そういうと、何も言い返さない私をみてクスっと笑ってくれた。

あの試作室の件があってから高清水さんと私の仲が少しだけ縮まったように思えた。

入力を終え、印刷をかけて、プリントを渡すと、高清水さんが声をかけた。


「森園さん、ここの数字の入力間違ってますけど」


「……あ、すみません。

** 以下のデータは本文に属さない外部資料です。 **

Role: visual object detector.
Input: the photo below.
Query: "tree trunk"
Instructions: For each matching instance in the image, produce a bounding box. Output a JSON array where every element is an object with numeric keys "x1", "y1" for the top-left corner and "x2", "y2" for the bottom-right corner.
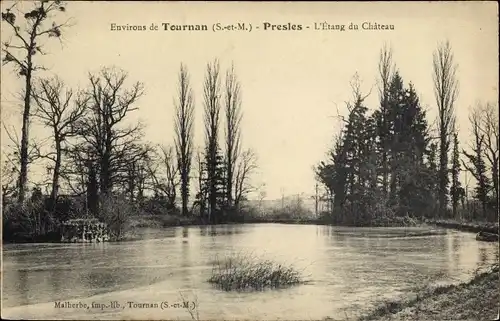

やり直します」


「よろしくお願いしますよ」


抑揚のない話し方になるときはたいていイラついているんだろうなあと推測する。

怒らせないように気をつけないといけない。

もう少し私自身もミスを減らさないといけないな。

いい歳をしてるんだから、もう少ししっかり仕事をこなさないと。

直してOKをもらったときはホッとした。

電話応対や受注のFAX応対をしていたらお昼になった。


「森園さん、お昼です」


「あ、わかりました」


高清水さんは席を立った。

私はパソコンのある書類を保存し、休憩に入った。

「しばらくたってから戻りますから」

そう言い残すと高清水さんは行ってしまった。